My Navy Blue Hawaii
“You’ve won a trip to Hawaii!”
For most people, a message like this would instantly conjure up images of warm beaches, white sand, sunshine, and tropical drinks.
And then there is me.
The Hawaii I want to see lies high above Honolulu, in the crater of a volcano where a 30-foot woman carved in stone stands sentinel.
The crater, nicknamed Punchbowl for its shape, is the National Cemetery of the Pacific. Ancients called the site “Puowaina,” the “hill of sacrifice”—no name could be more fitting. Close to 77,000 service personnel from WWII, Korea, and Vietnam are memorialized there.
The 30-foot statue is Lady Columbia. She symbolizes all grieving mothers and watches over the Court of the Missing with the following dedication:
In these gardens are recorded
the names of Americans
who gave their lives
in the service of their country
and whose earthly resting place
is known only to God.
Traditionally, a flag-draped coffin is the evocative symbol of a fallen hero, but for the families of the 28,778 lost or buried at sea and honored in the Court of the Missing, there is no such closure. My uncle, Ensign Robert Berenson, USNR, is one of them. (“Too Soon,” Ancestry Magazine, September/October 2006). His name is 10 feet up one of Punchbowl’s marble walls. I call it providence when a landscape worker happens by, offering us a ladder so we can touch Uncle Bob’s name.

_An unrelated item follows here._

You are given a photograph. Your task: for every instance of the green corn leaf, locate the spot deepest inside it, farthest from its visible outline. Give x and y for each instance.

The view from Punchbowl encompasses Diamond Head to Pearl Harbor. But what is most striking about Punchbowl is that it is a place of extraordinary perfection, solemn and serene at the same time.
The reverence that hangs in the air at Punchbowl touches my teenage son. He is Uncle Bob’s namesake. “Mom,” he says, “thank you for bringing me here. I see now that I am supposed to be here.” He points out a banyan tree and how like our own family tree it is. Most of the branches reach skyward, begetting other branches that beget yet others. But one branch ends abruptly, cut short. We look to the inscription at Lady Columbia’s feet:
The solemn pride that must be yours, to have laid so costly a sacrifice upon the altar of freedom.